側室(仮)の別れ。(2)
陛下は、難なく私を受け止めてくれた。
逞しい腕は、私一人の体重分位ではビクともしない。
太っているとは……思いたくないけれど、決して軽くはないと思うのです。
重さ丸分かりの今の状況が恥ずかしくて、慌てて下りようとした。
「……?」
けれど何故か引き止める様に、陛下の腕に力が込められる。
不思議に思い陛下を見るが、抱え上げられている今は、私の目線の方が高い。胸の辺りにある彼の顔は良く見えなかった。
「……陛下?」
「っ、」
戸惑い呼ぶと、息を飲む音がした。陛下の肩が揺れる。
一言『掴まっていろ』と呟くと、陛下は私を抱えたまま、走り始めた。
「わ、」
慌てて掴まりながらも、肩越し振り返り、窓の外にいた武官さんに頭を下げた。
ごめんなさい、と思いを込めて。
複雑そうな顔をしながらも、礼をしてくれた武官さんを残し、私達はその場を去った。
広い後宮内を、陛下は物凄いスピードで駆ける。
いや、彼にしてみればきっと汗もかかない様な軽い運動に違いない。現に息一つ乱していないし。
最初は振り落とされてしまいそうでビクビクしていたが、そのうち周りを見る余裕が出てきた。
「……」
昼だというのに、後宮内は驚く程誰もいない。
正確には、見回りや定処の武官はいるが、側室や女官の姿は全く見かけないのだ。
「……誰もいない」
「……関わりになりたくないのだろう」
独り言のつもりで呟いた言葉を拾った陛下は、私の問いに答えて下さった。
「……誰とですか?」
「ルリカ・エイリだ」
「……っ、」
淡々と告げられた現実に、私は言葉を詰まらせる。
「利用価値の無くなった娘と、完全に縁を切りたい。厄介事は御免。……此処にいる女達の殆どが、そう思っているだろう」
「違いますっ!」
「!」
即座に否定した私を、陛下は見上げた。鋭い瞳が瞠られている。
「……違うひとたちも、いますっ……」
「…………」
冷たく吐き捨てる様な言葉を、これ以上聞きたくなかった。
後宮が、この方にとって安らげる場所であればいいと願っているのに、なんて遠い。
泣きそうな気持ちを押し込め、唇を噛み締める。
暫く間をあけて、陛下の口から、聞き逃してしまいそうな小さな呟きが洩れた。
「……そうだな」
「!……陛、」
陛下、と呼ぶ前に、突然陛下は立ち止まった。
動揺する私を、そっと下ろす。
門までは、まだ距離がある。此処からなら私の足でも大した時間は掛からないとはいえ……何故?

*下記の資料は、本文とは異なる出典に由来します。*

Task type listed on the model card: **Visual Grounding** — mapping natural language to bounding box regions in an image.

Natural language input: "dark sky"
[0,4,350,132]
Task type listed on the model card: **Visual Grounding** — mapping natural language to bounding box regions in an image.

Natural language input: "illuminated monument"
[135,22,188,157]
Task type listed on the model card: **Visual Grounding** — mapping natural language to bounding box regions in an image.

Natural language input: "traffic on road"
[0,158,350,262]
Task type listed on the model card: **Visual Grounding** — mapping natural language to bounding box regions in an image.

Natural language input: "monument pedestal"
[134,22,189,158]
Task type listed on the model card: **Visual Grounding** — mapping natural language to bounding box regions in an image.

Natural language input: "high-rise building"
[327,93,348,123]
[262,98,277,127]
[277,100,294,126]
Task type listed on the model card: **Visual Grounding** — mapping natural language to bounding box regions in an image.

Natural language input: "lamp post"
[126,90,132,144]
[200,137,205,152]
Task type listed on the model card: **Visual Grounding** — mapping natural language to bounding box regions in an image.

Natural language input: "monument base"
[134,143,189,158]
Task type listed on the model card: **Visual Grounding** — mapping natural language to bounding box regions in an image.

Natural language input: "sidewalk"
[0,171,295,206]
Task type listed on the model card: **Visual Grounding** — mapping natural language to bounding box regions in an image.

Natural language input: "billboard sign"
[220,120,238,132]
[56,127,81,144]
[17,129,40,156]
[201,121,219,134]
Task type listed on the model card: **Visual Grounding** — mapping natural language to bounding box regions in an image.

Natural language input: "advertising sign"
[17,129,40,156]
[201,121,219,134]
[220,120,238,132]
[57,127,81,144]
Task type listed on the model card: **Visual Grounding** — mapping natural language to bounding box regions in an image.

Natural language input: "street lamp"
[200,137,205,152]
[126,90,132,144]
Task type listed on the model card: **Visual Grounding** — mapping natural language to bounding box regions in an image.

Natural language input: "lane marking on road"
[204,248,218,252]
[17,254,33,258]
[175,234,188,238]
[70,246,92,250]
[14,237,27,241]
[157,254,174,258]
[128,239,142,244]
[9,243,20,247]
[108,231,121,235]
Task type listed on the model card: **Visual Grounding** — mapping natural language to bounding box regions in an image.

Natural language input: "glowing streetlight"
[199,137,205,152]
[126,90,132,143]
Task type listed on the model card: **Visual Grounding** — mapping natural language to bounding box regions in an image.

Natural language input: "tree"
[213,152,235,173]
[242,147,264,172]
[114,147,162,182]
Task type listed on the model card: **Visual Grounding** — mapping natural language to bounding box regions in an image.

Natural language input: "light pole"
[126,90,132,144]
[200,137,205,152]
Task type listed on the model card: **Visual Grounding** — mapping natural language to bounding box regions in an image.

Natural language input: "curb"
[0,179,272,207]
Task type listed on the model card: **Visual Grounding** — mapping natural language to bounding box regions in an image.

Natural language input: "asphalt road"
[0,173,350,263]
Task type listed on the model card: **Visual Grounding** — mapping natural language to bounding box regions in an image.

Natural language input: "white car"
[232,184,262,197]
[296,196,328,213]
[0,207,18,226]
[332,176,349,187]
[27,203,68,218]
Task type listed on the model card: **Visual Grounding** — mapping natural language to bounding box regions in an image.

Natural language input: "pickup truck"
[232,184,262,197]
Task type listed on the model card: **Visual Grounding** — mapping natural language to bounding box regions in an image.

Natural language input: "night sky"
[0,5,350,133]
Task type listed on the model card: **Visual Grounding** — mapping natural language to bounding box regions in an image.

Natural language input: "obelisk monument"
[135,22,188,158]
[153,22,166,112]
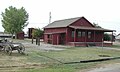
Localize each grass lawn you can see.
[0,47,120,72]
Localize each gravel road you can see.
[88,63,120,72]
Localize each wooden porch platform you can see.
[68,42,113,47]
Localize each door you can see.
[59,33,66,45]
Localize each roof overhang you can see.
[69,26,116,32]
[44,31,65,34]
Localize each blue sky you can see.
[0,0,120,34]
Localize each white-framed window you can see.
[88,32,92,38]
[71,31,75,38]
[82,31,85,37]
[77,31,82,38]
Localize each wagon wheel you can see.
[18,44,25,54]
[4,44,12,55]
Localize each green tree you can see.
[1,6,29,38]
[104,33,110,41]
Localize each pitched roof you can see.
[44,17,81,28]
[69,26,115,32]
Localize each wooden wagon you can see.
[0,40,25,55]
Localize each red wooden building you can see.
[44,17,113,46]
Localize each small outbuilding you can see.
[44,17,114,46]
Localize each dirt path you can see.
[87,63,120,72]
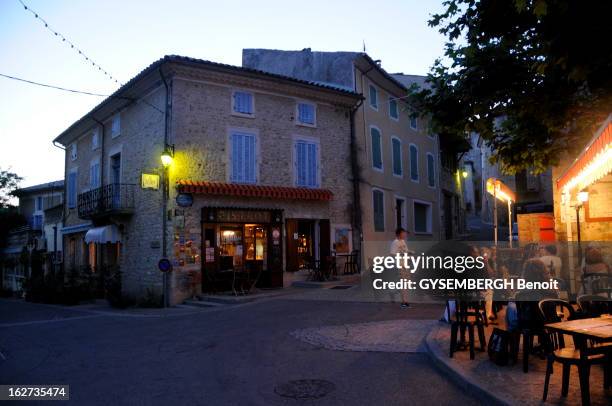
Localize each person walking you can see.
[390,227,412,308]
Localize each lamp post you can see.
[576,191,589,266]
[160,144,174,307]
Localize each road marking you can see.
[0,314,106,327]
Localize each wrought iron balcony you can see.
[77,183,137,219]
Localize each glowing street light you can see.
[487,178,516,247]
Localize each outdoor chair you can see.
[450,300,487,359]
[538,299,611,402]
[577,295,612,318]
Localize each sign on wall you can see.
[141,173,159,190]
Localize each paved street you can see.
[0,297,476,405]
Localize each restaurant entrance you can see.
[202,207,283,291]
[286,219,330,272]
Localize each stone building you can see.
[242,48,441,263]
[0,180,64,291]
[55,56,360,303]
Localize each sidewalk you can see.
[425,323,612,405]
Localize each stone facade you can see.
[57,57,358,303]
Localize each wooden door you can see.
[285,219,298,272]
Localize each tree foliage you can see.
[0,169,23,208]
[411,0,612,173]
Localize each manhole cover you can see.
[274,379,336,399]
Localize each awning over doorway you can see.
[85,224,121,244]
[557,115,612,192]
[177,180,333,200]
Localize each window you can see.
[89,159,100,189]
[68,171,77,209]
[232,91,253,116]
[427,152,436,187]
[111,114,121,138]
[372,189,385,231]
[294,140,319,187]
[410,144,419,182]
[32,214,43,230]
[230,132,256,183]
[297,103,316,126]
[370,127,383,171]
[389,97,399,120]
[391,137,402,176]
[410,115,417,130]
[91,128,100,150]
[395,197,407,229]
[370,85,378,110]
[413,201,431,234]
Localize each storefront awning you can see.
[85,225,121,244]
[557,115,612,192]
[177,180,333,200]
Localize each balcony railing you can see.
[77,183,136,219]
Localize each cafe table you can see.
[545,315,612,405]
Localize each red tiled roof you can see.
[557,118,612,189]
[176,180,333,200]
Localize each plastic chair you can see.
[577,295,612,318]
[449,300,487,359]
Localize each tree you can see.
[0,169,23,209]
[411,0,612,174]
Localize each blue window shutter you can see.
[427,155,436,187]
[371,128,382,169]
[391,138,402,175]
[244,135,255,183]
[296,142,307,186]
[410,145,419,180]
[230,134,243,182]
[307,143,317,187]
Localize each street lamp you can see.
[160,144,174,307]
[161,145,174,169]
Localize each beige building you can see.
[243,49,441,261]
[55,56,360,303]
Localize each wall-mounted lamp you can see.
[161,145,174,168]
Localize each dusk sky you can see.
[0,0,444,186]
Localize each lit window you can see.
[389,98,399,120]
[111,114,121,138]
[91,129,100,150]
[370,85,378,109]
[413,202,431,234]
[232,92,253,115]
[297,103,316,125]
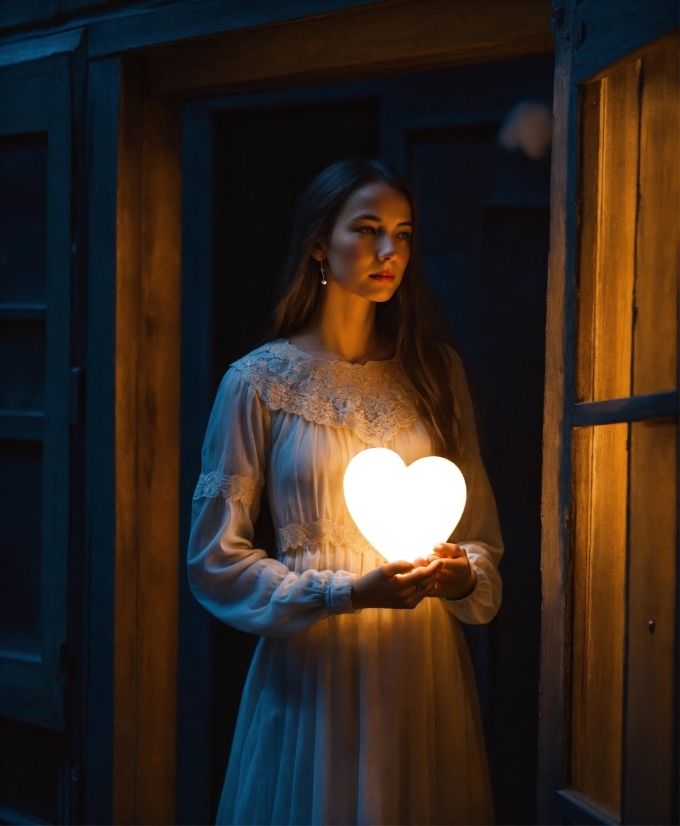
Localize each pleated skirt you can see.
[217,598,493,826]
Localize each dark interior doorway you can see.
[178,55,553,823]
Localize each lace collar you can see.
[232,339,418,447]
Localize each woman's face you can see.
[313,182,412,301]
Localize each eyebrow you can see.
[354,215,413,227]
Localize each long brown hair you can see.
[268,158,459,459]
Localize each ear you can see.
[310,241,326,261]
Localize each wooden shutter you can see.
[539,0,680,823]
[0,56,71,729]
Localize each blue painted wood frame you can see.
[0,55,72,730]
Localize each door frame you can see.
[91,0,553,823]
[538,0,680,824]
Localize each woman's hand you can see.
[352,556,444,608]
[413,542,477,599]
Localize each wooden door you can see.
[0,55,82,822]
[539,0,680,823]
[178,54,554,823]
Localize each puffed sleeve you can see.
[188,367,354,637]
[444,351,503,623]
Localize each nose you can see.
[378,233,397,261]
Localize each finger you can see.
[434,542,467,559]
[381,559,413,579]
[399,558,444,585]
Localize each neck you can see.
[292,281,391,363]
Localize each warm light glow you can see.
[343,447,467,562]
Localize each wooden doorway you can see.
[114,0,552,822]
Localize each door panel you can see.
[0,57,71,730]
[178,55,553,823]
[570,424,628,814]
[539,0,680,823]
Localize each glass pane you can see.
[0,319,45,410]
[0,440,42,652]
[625,419,678,823]
[571,424,628,812]
[0,135,47,302]
[576,35,680,401]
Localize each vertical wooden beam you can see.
[537,8,575,823]
[114,54,181,823]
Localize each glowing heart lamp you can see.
[343,447,467,562]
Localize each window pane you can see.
[0,319,45,410]
[0,440,42,652]
[0,135,47,302]
[576,35,680,401]
[571,424,628,812]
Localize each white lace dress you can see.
[189,341,502,824]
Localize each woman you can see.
[189,159,502,824]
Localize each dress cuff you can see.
[326,571,359,614]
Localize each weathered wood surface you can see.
[619,420,678,824]
[147,0,553,94]
[623,29,680,823]
[571,390,680,427]
[633,34,680,395]
[576,60,641,401]
[114,54,181,823]
[568,424,628,813]
[537,11,577,823]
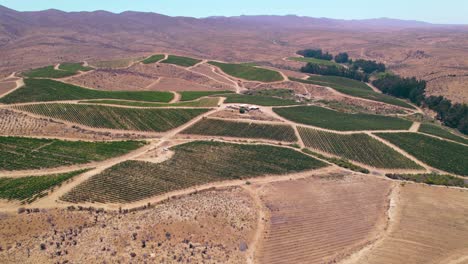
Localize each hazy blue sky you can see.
[0,0,468,24]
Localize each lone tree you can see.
[335,52,349,63]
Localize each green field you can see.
[288,57,343,67]
[273,106,412,131]
[15,104,208,132]
[209,61,284,82]
[289,75,414,109]
[386,174,468,188]
[223,94,301,106]
[61,141,326,203]
[161,55,201,67]
[0,137,144,171]
[179,91,233,101]
[298,127,422,169]
[142,54,165,64]
[182,118,297,142]
[0,170,86,203]
[0,79,174,104]
[59,62,94,73]
[419,124,468,144]
[377,133,468,175]
[80,97,219,107]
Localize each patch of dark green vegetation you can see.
[0,79,174,104]
[142,54,166,64]
[224,94,301,106]
[179,91,233,101]
[302,149,370,174]
[386,174,468,188]
[61,141,326,203]
[80,97,219,107]
[161,55,201,67]
[0,170,87,204]
[419,124,468,145]
[298,127,422,169]
[289,75,414,109]
[15,104,209,132]
[59,62,94,74]
[23,66,76,78]
[0,137,145,171]
[273,106,412,131]
[209,61,284,82]
[377,133,468,175]
[182,118,297,142]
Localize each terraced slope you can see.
[14,104,208,132]
[273,106,412,131]
[298,127,422,169]
[182,118,297,142]
[62,141,326,203]
[0,137,144,171]
[289,75,414,109]
[255,175,392,264]
[0,79,174,104]
[377,133,468,175]
[223,94,300,106]
[180,91,232,101]
[419,124,468,145]
[0,170,86,203]
[354,184,468,264]
[209,61,284,82]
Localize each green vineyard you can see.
[298,127,422,169]
[209,61,284,82]
[80,97,219,107]
[377,133,468,175]
[182,118,297,142]
[0,137,144,171]
[61,141,326,203]
[273,106,412,131]
[0,170,86,203]
[14,104,208,132]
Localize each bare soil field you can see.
[210,109,281,122]
[0,82,16,96]
[426,74,468,103]
[0,188,257,263]
[0,109,147,140]
[350,184,468,264]
[256,174,391,263]
[191,63,234,86]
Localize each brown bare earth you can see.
[0,188,257,263]
[0,7,468,102]
[257,174,391,263]
[0,109,149,140]
[210,109,281,122]
[351,184,468,264]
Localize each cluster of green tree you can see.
[350,60,385,74]
[301,63,369,82]
[297,49,333,61]
[372,74,468,134]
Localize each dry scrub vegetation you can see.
[0,188,257,263]
[257,174,391,264]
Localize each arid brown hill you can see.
[0,6,468,102]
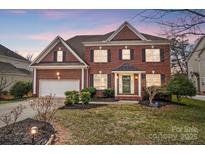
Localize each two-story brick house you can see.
[31,22,170,100]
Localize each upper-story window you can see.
[57,51,63,62]
[122,49,130,60]
[94,50,108,62]
[146,74,161,87]
[145,49,160,62]
[93,74,108,90]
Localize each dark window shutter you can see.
[90,49,94,62]
[161,74,165,85]
[142,73,146,80]
[53,51,57,62]
[90,74,94,87]
[130,49,134,60]
[107,49,111,62]
[63,51,66,62]
[107,74,111,88]
[119,49,122,60]
[142,49,146,62]
[160,49,164,62]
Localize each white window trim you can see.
[145,49,161,62]
[93,74,108,90]
[56,50,63,62]
[93,50,108,63]
[122,49,131,60]
[146,74,161,87]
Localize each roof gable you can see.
[30,36,87,66]
[107,21,147,41]
[0,44,28,61]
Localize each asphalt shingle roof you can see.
[0,62,31,75]
[66,31,168,59]
[0,44,28,61]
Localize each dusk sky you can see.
[0,10,200,57]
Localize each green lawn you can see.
[56,98,205,144]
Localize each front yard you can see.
[56,98,205,144]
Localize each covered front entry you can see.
[112,64,145,100]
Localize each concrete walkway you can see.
[0,100,63,127]
[192,95,205,101]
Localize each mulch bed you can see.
[91,97,116,102]
[0,118,55,145]
[59,104,106,110]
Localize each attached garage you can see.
[39,80,80,97]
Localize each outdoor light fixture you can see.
[31,126,38,144]
[152,70,155,74]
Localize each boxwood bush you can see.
[64,90,80,105]
[81,87,96,98]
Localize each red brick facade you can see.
[85,45,171,98]
[32,22,171,100]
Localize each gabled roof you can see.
[30,36,87,66]
[31,22,169,66]
[112,63,143,71]
[0,62,31,75]
[106,21,147,41]
[0,44,29,62]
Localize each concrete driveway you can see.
[0,99,63,127]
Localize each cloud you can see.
[7,10,27,15]
[27,24,116,41]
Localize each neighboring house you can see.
[31,22,170,100]
[0,45,32,90]
[187,36,205,93]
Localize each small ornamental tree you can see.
[168,74,196,101]
[145,86,159,104]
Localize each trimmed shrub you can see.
[168,74,196,101]
[64,90,80,105]
[25,82,33,94]
[103,88,114,98]
[80,91,91,104]
[154,86,171,101]
[10,81,28,98]
[81,87,96,98]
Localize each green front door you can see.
[122,75,131,94]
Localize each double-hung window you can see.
[145,49,160,62]
[94,50,108,63]
[146,74,161,87]
[122,49,130,60]
[57,51,63,62]
[93,74,107,90]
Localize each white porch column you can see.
[115,73,117,96]
[33,68,36,94]
[81,68,85,89]
[138,73,142,97]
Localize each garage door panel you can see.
[39,80,80,97]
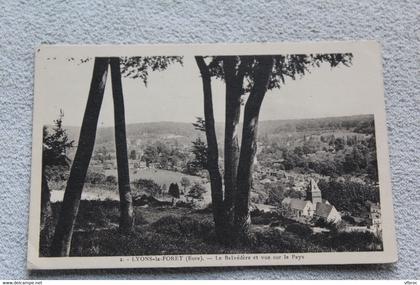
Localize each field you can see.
[51,169,211,205]
[40,201,379,256]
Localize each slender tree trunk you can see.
[110,57,134,234]
[195,56,226,242]
[51,58,109,256]
[235,56,273,240]
[40,170,51,231]
[110,57,134,234]
[223,56,243,225]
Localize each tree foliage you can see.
[121,56,183,86]
[42,110,74,171]
[203,53,353,94]
[168,183,180,198]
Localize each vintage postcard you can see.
[28,41,397,269]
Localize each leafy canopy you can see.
[65,56,183,86]
[203,53,353,94]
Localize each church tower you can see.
[306,178,322,206]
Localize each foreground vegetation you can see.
[40,200,381,256]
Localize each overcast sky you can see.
[40,55,377,126]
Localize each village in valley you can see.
[46,113,382,253]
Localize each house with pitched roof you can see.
[281,179,341,223]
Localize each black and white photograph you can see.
[28,41,397,269]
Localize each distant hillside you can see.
[48,115,374,144]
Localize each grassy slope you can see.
[40,201,384,256]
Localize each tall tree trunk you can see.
[223,56,243,224]
[235,56,273,239]
[195,56,227,242]
[110,57,134,234]
[40,170,51,231]
[51,58,109,256]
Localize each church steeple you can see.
[306,178,322,205]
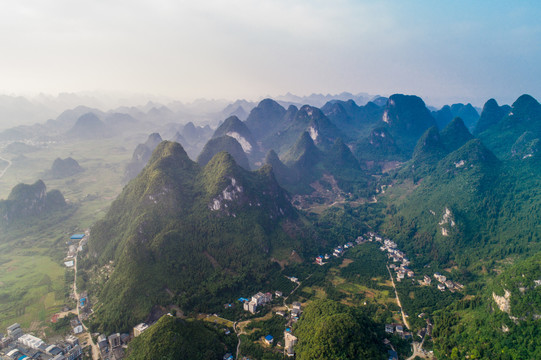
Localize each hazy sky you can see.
[0,0,541,105]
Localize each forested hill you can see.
[85,141,314,331]
[0,180,66,226]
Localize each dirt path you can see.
[73,230,100,360]
[0,157,12,178]
[385,265,410,329]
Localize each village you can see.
[0,230,463,360]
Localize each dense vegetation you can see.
[126,315,236,360]
[0,91,541,359]
[294,300,384,360]
[434,254,541,359]
[81,142,314,330]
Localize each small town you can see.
[0,230,463,360]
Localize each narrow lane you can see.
[0,157,12,178]
[73,230,100,360]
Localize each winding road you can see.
[0,157,12,178]
[73,230,100,360]
[385,265,410,329]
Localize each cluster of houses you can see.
[316,236,371,265]
[0,323,83,360]
[430,273,464,292]
[376,236,415,281]
[64,234,88,268]
[385,324,411,339]
[239,292,272,314]
[97,329,129,359]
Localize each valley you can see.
[0,94,541,360]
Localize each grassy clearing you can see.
[0,255,65,328]
[199,315,233,328]
[0,139,141,329]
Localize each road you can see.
[0,157,12,178]
[385,265,410,329]
[233,273,313,359]
[73,230,100,360]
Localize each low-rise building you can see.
[98,334,108,351]
[18,334,45,350]
[284,331,297,357]
[133,323,148,337]
[107,333,121,349]
[64,345,83,360]
[438,284,445,291]
[7,323,23,340]
[265,335,274,345]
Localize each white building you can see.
[133,323,148,337]
[19,334,45,350]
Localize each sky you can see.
[0,0,541,106]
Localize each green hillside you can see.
[84,142,311,331]
[126,315,236,360]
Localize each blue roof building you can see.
[265,335,274,345]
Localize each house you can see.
[7,323,23,340]
[434,273,447,283]
[18,334,45,350]
[291,309,301,320]
[98,334,107,351]
[64,345,83,360]
[284,331,297,357]
[107,333,121,349]
[244,300,257,314]
[73,325,84,335]
[66,335,79,347]
[265,335,274,345]
[133,323,148,337]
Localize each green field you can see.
[0,138,140,336]
[0,254,66,329]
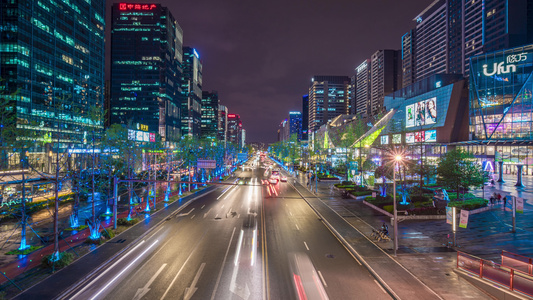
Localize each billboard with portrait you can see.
[425,97,437,125]
[426,129,437,142]
[405,132,415,144]
[405,104,415,127]
[405,97,437,127]
[392,133,402,144]
[415,131,426,143]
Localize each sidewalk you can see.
[0,180,208,289]
[290,174,512,299]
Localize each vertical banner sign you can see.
[516,198,524,214]
[459,209,470,228]
[446,206,453,224]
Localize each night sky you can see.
[107,0,433,143]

疑問を口に出来ぬまま、見上げると、陛下は前方を指差す。
其処には、一人の少女の姿。
緩く波打つ赤毛に、宝石の様な翠の瞳。相変わらず細いが、顔色は大分良くなった。
「ホノカ様!」
「サラサ!早く!」
元気になったホノカ様は、焦れた様に大きく手を振っている。
戸惑っていると、トン、と軽い力で背を押された。
「……っ?」
振り返ると、陛下は背を向け来た道を戻っている。
私は慌ててその手を掴んだ。
「っ?」
「陛下……ありがとうございました」
「…………いや」
彼は、振り返ってくれない。拒絶する様な背中が痛い。
「……後で、私にお時間を下さいますか」
「…………」
「どうしても、お話ししたい事が、あります」
必死に、陛下に訴える。
このまま、これを最後にしたくは無い。
陛下は、暫し葛藤している様だった。
「……分かった」
やがて、一言だけ呟くと、彼は腕を解き再び歩きだした。